6) İskenderiye Feneri :
Gemicilerin güvenliğini sağlamak ve yönlendirmek için, M.Ö 290’lı yıllarda Büyük İskender tarafından yaptırılmış fenerdir. 166 metre yüksekliğindeki fener, Mısır’ın İskenderiye kenti kıyısındaki Faros (Pharos) adasında beyaz mermerden yaptırılmıştır ve bugüne kadar yapılan en yüksek fenerdir. Yunanlı tüccar Sostratus tarafından finanse edilen bu fenerin en büyük özelliği ise gündüzleri dahi gün ışığını denize yansıtabilmesidir. Gecede cilalı bronz aynaların önünde yakılan ateş yansıyarak 50.km mesafeden görülmektedir. Uzun süre ayakta kalmayı başaran fenerin orta kısmı 10. yüzyılda depremler ve doğal şartlar sonucunda çökmüş, 15. yüzyılda da tamamen yıkılmıştır.

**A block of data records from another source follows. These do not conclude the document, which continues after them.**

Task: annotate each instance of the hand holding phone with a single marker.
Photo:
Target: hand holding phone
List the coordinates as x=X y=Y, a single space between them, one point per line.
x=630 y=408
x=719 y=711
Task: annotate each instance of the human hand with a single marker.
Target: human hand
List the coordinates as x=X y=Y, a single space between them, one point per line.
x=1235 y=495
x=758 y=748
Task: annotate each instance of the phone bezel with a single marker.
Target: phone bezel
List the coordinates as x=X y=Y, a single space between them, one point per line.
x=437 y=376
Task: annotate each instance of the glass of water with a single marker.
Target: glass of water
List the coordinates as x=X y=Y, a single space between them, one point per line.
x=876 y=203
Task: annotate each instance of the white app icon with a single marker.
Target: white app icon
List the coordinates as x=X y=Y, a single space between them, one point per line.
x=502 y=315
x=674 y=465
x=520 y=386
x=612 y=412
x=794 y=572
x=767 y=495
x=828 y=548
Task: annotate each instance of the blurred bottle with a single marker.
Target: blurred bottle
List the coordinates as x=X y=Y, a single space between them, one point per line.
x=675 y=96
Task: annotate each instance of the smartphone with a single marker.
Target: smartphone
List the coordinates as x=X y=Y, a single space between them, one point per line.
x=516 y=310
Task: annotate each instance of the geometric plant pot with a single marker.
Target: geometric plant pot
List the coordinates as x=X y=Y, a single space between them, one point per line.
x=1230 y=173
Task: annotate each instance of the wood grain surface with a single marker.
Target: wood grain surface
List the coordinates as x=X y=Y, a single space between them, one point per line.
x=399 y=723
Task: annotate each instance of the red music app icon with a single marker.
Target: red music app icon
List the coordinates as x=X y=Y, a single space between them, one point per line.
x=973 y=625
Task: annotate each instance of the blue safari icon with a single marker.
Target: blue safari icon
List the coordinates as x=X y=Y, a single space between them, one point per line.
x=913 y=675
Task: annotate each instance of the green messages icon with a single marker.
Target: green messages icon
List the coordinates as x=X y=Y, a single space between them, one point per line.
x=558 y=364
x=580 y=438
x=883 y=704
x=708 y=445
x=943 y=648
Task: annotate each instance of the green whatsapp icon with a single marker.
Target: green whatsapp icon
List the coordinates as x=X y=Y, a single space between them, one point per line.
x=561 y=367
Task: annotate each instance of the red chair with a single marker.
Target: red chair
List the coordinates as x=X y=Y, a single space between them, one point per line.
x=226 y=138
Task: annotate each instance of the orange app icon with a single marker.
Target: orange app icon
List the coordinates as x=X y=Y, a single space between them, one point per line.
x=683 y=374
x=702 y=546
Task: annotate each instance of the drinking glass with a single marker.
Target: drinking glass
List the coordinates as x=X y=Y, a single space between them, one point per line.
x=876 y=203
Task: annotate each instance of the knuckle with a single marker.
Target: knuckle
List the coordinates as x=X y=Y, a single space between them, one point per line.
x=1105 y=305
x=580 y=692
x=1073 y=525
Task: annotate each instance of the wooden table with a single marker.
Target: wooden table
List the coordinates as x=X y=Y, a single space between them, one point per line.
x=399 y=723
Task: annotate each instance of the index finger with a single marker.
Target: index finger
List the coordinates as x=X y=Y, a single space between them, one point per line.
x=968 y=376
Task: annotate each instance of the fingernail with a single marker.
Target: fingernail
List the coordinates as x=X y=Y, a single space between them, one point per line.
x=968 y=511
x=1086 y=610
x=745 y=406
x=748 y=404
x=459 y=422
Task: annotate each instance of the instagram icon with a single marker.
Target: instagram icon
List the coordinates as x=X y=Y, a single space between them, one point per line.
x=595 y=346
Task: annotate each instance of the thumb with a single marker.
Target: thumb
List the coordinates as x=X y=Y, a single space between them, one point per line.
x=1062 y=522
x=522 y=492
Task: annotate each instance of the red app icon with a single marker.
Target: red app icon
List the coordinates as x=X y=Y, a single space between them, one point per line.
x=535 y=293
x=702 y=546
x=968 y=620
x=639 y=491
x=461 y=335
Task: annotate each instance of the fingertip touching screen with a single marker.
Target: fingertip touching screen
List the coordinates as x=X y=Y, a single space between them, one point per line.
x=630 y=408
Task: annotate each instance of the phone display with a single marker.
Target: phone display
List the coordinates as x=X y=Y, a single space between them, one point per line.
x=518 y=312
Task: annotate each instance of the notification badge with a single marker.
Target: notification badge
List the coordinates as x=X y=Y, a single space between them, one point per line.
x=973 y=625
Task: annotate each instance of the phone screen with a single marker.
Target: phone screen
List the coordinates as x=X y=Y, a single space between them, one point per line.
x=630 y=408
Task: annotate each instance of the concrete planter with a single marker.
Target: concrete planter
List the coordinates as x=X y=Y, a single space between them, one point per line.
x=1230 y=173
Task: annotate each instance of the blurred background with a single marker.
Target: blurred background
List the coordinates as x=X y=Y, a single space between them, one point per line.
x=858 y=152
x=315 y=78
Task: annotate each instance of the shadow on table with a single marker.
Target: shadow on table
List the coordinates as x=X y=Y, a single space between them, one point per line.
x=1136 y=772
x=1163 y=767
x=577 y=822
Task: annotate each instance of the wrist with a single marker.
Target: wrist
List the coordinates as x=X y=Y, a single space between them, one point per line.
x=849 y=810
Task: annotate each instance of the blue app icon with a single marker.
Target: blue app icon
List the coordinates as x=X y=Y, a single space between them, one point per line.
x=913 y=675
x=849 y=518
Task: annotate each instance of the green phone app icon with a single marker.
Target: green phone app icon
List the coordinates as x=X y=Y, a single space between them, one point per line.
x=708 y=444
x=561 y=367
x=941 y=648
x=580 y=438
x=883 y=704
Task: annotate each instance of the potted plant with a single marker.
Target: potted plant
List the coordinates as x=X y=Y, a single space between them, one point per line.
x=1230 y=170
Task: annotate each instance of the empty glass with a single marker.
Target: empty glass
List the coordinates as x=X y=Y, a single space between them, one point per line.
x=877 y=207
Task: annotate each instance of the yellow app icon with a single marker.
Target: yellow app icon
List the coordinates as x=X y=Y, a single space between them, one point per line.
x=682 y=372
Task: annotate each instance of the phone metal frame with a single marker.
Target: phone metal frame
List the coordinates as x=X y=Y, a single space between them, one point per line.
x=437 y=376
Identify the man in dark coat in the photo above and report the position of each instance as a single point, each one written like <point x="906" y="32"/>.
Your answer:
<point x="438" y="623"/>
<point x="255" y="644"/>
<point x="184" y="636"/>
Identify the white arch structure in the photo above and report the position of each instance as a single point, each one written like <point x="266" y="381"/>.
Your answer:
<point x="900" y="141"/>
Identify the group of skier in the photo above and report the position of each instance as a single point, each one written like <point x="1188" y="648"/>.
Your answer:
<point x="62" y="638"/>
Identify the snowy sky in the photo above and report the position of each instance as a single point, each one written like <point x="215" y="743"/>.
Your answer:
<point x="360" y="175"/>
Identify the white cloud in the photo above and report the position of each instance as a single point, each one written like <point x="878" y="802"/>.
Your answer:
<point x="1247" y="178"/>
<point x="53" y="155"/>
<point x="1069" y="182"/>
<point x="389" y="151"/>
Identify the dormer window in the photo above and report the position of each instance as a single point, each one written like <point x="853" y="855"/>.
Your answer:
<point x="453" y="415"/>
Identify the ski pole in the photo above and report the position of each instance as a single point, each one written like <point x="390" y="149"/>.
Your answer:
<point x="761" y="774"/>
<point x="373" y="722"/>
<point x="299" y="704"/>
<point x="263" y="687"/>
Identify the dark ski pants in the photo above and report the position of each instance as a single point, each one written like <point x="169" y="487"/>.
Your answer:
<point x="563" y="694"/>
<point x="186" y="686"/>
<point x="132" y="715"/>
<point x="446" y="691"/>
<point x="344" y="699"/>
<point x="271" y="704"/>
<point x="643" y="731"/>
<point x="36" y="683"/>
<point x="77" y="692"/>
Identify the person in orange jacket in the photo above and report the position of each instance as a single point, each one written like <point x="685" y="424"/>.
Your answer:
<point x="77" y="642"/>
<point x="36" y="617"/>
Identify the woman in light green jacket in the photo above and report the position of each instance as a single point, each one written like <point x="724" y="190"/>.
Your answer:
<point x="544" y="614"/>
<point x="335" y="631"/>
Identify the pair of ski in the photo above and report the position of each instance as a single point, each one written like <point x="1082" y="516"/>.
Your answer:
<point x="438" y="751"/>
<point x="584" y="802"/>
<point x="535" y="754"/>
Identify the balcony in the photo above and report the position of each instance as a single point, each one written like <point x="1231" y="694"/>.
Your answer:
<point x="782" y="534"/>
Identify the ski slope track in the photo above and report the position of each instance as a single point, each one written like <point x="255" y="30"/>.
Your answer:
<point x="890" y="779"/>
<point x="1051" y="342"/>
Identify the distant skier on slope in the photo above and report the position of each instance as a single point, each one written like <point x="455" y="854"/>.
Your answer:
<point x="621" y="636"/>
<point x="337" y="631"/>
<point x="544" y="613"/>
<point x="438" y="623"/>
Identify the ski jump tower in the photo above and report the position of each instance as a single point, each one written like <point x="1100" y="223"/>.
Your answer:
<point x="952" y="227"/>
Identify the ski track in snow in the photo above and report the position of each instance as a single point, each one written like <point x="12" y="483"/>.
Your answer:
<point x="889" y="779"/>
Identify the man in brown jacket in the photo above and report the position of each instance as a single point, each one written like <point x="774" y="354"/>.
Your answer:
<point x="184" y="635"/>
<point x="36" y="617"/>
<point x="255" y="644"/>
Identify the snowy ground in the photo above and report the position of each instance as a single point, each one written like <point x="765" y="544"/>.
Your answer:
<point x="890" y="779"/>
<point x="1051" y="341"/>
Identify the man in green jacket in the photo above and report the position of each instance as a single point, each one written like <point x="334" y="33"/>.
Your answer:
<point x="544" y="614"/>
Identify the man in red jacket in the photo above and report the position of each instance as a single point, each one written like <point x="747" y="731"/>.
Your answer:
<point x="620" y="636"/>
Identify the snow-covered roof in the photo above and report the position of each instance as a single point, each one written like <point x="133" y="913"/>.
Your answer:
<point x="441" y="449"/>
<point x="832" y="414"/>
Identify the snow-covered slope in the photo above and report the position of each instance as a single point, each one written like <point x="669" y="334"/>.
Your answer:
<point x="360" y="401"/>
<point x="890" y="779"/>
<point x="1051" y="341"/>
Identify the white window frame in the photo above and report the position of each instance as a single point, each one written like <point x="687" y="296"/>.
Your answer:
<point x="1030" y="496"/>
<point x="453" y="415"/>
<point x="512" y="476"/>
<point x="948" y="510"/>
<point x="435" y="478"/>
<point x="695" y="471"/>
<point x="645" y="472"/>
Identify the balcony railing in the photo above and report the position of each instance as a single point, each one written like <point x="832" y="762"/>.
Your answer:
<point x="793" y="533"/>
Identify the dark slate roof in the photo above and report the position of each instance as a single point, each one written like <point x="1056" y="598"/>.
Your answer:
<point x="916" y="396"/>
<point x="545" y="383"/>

7) Bodrum (Halikarnas) Mozolesi :
M.Ö 350 yılında Kral Mausollos için karısı ve kız kardeşi tarafından Pythea adlı bir mimara yaptırılan mezardır. Bodrum o zamanki adıyla Halicarnassus civarında yapılmıştır. 45 metre yüksekliğe, 30 metre genişliğe ve 25 metre uzunluğa sahip olan bu mozolenin tepesinde zaferi simgeleyen dört atlı bir savaş arabası ve arabanın üzerinde de Kral Mausollos ve karısının heykelleri yer almaktaydı. Bu mezar 16. yüzyıla kadar korunmuş ancak haçlı seferleri sırasında St. John şövalyeleri bugün hala var olan bodrum kalesini yapmak için mozoleyi yıkarak neredeyse tüm taşlarını kalenin yapımında kullanmışlardır.